With the federal government set to introduce legislation this week to allow SBS to change its advertising arrangements, Free TV Australia has called on the Senate to block the move.Under the proposed changes, SBS will have to average five minutes per hour across the day, but will be able to run up to 10 minutes of advertising in any given hour, maintaining the existing limit of 120 minutes per day.
The announcement of the changes last year brought criticism from free-to-air TV chiefs, with Ten Network executive chairman and chief executive officer Hamish McLennan stating the government was “creating a fourth free-to-air network by stealth”.

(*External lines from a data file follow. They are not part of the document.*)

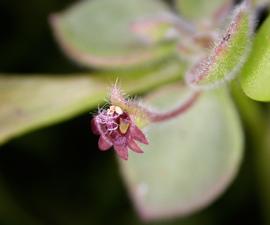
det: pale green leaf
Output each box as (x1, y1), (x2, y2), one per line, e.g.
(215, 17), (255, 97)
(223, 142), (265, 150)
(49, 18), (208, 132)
(120, 85), (243, 219)
(51, 0), (177, 68)
(241, 14), (270, 101)
(0, 62), (182, 144)
(175, 0), (233, 25)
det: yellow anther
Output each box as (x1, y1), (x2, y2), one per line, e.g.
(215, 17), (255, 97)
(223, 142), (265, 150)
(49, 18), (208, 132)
(119, 118), (130, 134)
(107, 105), (123, 115)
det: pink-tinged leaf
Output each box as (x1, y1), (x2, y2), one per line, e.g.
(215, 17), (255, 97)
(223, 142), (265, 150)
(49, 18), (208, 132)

In calling on the Senate to reject the Bill, Free TV chairman Harold Mitchell has labelled it “bad public policy”, stating it “will come at the expense of programming and jobs in commercial free-to-air television”.
“The proposed Bill in effect creates a new commercial broadcasting licence by stealth,” Mitchell stated.
“SBS will have the same amount of advertising in prime-time as commercial broadcasters and they will target the same advertisers with their programming.”
Free TV stated, while SBS continues to assert the changes will result in a gain of an additional $28.5 million over four years, “there is no transparency of the revenue figures on which that claim is based”, citing independent analysis, conducted for Free TV, which it said demonstrates SBS will have the potential to earn an additional $148 million in advertising revenue over four years.
“Everyone knows that any additional revenues SBS attracts will come from the existing television advertising pie, so effectively commercial broadcasters are being asked to subsidise a government-funded broadcaster,” Mitchell stated.
“Commercial broadcasters are the major investors in quality Australian programming, including drama, news and sport. SBS will not be required to invest one cent of additional revenues in Australian content.”
Communications Minister Malcolm Turnbull, however, has stated additional advertising revenue received by SBS is “highly unlikely to have a material impact on the advertising revenue of the commercial broadcasting industry”.
“In the longer term, the government’s intention from these changes is that SBS becomes a stronger and more sustainable broadcaster,” Turnbull stated.
“Advertising flexibility strengthens SBS by making it less dependent on government and helps secure its future and independence.”